On March 3, the Federal Election Commission (“FEC”) released updated guidance ahead of the 2020 election cycle on internet activity conducted by federal political committees. The guidance includes information on online fundraising and disclaimer requirements for specific internet activity.
The FEC reinforced previous guidance on disclaimer requirements for internet activities. The FEC requires all political committees to place disclaimers on their public websites, as well as on mass e-mails (more than 500 substantially similar emails). The FEC additionally makes clear that all political committee communications that are placed on another person’s website for a fee are considered “general public political advertising,” which require a disclaimer. This would apply to all social media platforms if a fee is being paid to place the content.
With regards to online fundraising, the FEC makes clear that political committees engaged in online fundraising must comply with recording and recordkeeping regulations, and must be able to ascertain whether contributions received are permissible. These restrictions apply to all forms of fundraising, including the selling of merchandise. First, committees using the internet for fundraising must make “best efforts” to obtain and report the identification of donors who contribute more than $200 during a calendar year (or election cycle), and must maintain electronic records and contributor data for three years. Second, political committees must examine all contributions received for potential illegality. The Commission has released several Advisory Opinions that provide examples of Commission-approved language and mechanisms for vetting contributors.
When a political committee is selling a fundraising item online, a committee must treat the entire purchase price of the fundraising item as a contribution from the purchaser to the committee. The committee must also aggregate all contributions received from each contributor, and if the aggregate exceeds $200 per calendar year, the committee must itemize the contribution when reporting.
If a political committee is working with a vendor to raise funds online, the fee charged by the vendor to process an individual’s contribution to the committee is considered part of the contribution, and the committee must report it as such. Additionally, the committee must report the processing fee as an expenditure on its report.
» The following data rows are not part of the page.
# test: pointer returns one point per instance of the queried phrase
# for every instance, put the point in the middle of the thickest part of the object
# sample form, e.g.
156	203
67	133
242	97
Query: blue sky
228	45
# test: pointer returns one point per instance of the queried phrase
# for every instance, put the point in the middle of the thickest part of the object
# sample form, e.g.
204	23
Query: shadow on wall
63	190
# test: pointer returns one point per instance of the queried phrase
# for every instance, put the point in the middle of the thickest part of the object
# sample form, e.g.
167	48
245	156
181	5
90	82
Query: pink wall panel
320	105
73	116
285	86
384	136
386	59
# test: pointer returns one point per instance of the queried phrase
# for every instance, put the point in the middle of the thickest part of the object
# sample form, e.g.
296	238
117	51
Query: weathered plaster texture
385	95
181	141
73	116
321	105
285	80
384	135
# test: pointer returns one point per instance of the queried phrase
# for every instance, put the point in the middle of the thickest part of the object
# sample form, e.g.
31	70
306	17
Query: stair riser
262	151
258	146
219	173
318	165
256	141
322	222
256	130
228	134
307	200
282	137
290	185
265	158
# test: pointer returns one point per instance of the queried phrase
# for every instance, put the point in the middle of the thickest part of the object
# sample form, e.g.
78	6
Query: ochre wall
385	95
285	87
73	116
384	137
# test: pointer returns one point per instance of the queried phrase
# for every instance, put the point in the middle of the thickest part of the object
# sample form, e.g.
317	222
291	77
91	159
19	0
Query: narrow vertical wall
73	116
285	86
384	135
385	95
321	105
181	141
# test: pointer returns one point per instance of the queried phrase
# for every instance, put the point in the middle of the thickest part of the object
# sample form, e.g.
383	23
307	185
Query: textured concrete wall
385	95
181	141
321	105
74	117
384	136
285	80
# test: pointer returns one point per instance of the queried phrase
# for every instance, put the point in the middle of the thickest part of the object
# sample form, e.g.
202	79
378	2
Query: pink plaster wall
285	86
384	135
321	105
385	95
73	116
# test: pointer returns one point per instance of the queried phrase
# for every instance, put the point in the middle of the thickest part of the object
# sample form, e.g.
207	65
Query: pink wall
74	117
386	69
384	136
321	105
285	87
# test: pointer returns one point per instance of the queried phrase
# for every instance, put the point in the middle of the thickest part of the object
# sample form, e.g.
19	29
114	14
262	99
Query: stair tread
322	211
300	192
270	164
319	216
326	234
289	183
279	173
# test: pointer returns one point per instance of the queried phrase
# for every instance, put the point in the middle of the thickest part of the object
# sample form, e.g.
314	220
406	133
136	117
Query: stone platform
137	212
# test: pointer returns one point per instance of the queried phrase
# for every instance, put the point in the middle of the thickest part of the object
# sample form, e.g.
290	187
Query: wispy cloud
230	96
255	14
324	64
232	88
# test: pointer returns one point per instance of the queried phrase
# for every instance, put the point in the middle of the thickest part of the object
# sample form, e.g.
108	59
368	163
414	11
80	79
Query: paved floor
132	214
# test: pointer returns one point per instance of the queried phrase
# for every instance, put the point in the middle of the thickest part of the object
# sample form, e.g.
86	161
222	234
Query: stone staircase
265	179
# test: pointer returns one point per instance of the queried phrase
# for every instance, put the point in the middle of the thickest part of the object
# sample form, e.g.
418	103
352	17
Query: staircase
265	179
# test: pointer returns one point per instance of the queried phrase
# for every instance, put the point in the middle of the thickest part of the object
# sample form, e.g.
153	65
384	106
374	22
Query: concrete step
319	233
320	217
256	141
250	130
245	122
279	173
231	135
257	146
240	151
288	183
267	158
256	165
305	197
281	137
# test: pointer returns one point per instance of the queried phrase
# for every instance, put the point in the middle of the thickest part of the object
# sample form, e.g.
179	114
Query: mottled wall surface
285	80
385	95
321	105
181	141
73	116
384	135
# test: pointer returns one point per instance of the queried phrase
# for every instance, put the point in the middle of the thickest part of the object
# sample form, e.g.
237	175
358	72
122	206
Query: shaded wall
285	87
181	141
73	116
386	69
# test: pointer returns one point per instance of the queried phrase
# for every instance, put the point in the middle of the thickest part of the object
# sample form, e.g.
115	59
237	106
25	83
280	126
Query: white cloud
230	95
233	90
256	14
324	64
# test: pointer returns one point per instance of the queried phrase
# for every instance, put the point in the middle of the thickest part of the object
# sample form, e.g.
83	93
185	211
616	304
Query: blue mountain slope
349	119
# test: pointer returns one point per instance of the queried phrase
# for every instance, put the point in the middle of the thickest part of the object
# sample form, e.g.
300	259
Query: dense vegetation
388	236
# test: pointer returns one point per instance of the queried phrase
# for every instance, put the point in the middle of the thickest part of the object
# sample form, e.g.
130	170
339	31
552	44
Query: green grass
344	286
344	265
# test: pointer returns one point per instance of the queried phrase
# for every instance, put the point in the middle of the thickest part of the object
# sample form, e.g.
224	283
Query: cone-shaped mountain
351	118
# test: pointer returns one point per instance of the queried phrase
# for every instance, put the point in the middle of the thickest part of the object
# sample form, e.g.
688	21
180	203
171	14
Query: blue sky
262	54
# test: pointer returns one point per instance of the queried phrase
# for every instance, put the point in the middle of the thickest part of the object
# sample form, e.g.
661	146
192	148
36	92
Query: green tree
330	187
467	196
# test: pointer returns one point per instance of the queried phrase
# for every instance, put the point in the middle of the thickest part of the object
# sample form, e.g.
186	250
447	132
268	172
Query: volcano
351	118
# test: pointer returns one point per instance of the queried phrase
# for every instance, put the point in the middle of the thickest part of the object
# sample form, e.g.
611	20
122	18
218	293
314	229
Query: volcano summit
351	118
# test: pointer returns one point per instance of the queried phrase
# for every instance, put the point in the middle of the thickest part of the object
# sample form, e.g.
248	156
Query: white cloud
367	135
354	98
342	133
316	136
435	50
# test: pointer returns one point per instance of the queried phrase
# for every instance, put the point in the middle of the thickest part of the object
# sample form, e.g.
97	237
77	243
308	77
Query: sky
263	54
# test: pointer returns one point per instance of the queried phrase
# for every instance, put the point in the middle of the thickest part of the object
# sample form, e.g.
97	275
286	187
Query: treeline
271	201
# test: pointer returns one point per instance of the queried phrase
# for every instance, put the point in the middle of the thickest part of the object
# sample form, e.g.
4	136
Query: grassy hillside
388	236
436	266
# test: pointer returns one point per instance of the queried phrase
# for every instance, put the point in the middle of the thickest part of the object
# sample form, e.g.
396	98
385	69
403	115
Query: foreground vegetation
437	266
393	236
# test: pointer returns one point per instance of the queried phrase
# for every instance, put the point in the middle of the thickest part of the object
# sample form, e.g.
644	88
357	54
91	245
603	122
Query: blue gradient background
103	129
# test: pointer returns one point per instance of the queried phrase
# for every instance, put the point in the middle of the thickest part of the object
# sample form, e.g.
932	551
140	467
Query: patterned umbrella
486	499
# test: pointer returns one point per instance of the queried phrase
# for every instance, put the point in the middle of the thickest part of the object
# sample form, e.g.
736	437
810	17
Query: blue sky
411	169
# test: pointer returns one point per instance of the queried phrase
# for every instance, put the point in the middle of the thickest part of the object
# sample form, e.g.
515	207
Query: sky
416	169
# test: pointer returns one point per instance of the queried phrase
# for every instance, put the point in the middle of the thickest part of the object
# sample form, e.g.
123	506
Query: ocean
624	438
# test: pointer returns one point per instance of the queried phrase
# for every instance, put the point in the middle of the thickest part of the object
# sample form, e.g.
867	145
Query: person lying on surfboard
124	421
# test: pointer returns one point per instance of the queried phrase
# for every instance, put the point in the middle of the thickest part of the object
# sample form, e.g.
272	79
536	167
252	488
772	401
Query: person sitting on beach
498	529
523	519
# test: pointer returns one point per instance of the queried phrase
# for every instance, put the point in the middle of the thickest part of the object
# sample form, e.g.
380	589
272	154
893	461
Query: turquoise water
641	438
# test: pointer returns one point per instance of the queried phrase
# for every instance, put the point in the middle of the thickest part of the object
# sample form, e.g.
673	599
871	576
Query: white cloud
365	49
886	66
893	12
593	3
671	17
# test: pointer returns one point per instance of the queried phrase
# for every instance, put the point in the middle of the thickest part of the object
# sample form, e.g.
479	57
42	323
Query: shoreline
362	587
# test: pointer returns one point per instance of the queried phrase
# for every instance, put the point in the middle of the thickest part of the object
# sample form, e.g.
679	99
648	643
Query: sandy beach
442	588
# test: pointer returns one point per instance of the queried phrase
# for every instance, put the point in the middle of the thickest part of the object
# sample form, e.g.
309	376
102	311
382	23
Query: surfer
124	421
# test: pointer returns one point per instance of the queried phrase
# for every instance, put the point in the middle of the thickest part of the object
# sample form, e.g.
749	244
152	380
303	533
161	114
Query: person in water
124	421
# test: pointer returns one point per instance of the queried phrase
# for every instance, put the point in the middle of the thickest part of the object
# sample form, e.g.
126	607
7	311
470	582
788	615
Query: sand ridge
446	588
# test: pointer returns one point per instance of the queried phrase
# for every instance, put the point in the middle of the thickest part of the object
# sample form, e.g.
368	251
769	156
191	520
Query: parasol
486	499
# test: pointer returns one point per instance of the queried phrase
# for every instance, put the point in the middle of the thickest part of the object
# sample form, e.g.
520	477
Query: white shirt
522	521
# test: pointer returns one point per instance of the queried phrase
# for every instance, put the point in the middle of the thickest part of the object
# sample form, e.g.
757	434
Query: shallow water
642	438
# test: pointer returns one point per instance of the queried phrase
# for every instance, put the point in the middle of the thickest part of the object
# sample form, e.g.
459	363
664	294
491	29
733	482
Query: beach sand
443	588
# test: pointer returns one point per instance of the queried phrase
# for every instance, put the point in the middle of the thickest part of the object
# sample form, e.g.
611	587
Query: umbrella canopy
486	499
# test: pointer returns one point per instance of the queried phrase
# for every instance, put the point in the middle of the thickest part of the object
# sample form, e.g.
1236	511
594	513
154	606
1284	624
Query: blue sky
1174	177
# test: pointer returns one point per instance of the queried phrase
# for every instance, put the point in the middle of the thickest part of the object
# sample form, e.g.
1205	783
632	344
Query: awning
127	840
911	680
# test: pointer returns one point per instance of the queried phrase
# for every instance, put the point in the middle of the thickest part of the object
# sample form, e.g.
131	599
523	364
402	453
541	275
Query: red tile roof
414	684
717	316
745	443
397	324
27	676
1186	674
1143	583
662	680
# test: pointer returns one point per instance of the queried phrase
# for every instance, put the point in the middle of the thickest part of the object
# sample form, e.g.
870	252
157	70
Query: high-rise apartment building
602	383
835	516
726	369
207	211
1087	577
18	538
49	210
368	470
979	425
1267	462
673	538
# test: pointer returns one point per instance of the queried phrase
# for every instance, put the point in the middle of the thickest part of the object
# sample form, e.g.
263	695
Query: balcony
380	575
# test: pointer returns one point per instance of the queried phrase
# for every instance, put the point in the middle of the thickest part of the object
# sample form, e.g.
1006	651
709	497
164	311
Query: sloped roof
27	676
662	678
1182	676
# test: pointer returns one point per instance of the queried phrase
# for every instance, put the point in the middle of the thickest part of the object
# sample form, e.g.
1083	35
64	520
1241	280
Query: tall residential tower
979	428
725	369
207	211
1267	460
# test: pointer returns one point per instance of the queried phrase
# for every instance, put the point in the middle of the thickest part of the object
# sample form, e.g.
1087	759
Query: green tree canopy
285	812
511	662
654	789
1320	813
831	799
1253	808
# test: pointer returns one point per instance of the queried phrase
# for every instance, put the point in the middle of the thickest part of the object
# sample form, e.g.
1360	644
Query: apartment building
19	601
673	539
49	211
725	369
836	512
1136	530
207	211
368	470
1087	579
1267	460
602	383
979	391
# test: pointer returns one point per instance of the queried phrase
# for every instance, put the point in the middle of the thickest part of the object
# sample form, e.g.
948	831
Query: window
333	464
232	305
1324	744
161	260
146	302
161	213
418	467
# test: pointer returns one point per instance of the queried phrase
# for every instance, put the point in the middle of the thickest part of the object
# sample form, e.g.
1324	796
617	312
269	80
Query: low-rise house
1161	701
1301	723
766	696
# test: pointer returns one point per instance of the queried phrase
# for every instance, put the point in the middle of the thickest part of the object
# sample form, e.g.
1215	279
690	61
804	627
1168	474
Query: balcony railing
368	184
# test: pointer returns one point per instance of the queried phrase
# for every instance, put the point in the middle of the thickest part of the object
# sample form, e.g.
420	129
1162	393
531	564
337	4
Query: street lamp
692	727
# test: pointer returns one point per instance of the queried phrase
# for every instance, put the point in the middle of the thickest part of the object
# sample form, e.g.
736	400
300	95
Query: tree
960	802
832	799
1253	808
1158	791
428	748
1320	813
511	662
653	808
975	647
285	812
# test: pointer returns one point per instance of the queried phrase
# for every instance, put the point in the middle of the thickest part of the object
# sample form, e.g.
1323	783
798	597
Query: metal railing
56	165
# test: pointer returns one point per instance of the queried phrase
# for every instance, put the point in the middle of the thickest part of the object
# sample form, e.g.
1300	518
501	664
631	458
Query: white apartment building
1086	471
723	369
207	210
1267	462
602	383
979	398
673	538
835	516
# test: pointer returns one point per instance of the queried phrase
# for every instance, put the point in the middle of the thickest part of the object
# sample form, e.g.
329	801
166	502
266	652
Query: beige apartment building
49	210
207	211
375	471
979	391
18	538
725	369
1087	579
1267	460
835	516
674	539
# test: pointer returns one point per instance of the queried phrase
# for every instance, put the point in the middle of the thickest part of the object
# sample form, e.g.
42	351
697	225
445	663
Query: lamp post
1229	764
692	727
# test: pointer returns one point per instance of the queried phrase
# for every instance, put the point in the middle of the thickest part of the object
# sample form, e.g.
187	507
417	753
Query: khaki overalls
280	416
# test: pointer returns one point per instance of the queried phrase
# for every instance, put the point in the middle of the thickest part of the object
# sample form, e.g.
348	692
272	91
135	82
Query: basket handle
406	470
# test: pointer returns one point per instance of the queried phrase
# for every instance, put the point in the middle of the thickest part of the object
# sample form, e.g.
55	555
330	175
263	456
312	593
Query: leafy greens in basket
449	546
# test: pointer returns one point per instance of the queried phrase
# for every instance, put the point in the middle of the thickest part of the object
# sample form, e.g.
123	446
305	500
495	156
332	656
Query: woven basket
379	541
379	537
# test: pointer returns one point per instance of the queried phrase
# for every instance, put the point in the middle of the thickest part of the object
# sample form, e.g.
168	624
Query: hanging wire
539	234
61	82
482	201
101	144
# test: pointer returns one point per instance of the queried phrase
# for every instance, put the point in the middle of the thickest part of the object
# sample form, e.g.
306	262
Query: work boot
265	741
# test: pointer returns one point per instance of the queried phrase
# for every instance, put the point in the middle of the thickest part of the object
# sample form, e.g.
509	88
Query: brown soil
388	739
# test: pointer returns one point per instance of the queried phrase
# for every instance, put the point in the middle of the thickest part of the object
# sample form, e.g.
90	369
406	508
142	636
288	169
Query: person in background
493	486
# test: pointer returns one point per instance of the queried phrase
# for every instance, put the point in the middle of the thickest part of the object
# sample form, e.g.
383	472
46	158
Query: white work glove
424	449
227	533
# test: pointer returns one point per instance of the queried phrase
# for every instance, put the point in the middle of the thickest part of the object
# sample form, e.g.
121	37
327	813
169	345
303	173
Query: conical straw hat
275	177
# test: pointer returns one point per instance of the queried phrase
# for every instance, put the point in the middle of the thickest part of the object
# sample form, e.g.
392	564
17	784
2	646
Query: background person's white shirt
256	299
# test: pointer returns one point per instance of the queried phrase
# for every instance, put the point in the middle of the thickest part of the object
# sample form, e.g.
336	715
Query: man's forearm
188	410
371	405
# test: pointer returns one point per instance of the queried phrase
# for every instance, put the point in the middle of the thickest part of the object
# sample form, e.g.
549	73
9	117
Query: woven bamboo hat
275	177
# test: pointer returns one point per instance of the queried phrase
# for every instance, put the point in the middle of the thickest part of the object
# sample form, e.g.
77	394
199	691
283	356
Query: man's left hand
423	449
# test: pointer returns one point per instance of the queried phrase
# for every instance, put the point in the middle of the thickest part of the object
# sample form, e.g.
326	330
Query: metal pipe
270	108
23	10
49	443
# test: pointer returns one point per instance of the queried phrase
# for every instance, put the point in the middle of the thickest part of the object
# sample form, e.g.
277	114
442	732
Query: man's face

However, in the situation where an online entity is offering the service to the political contributors, rather than the political committees, the payment processing fees are not part of the contribution from the contributor to the political committee.
III. Political Action Committees (PACs)
In addition, Separate Segregated Funds (SSFs) must also ensure that online solicitations comply with the basic solicitation rules for SSFs. The FEC has previously approved the use of a password log-in for the SSF web page that includes a statement that the SSF may only solicit its restricted class for contributions and that the SSF will refund contributions from outside the restricted class. The platform must also have the required solicitation notices for SSFs. However, the Commission has rejected any platform for SSF contributions that are open to the general public.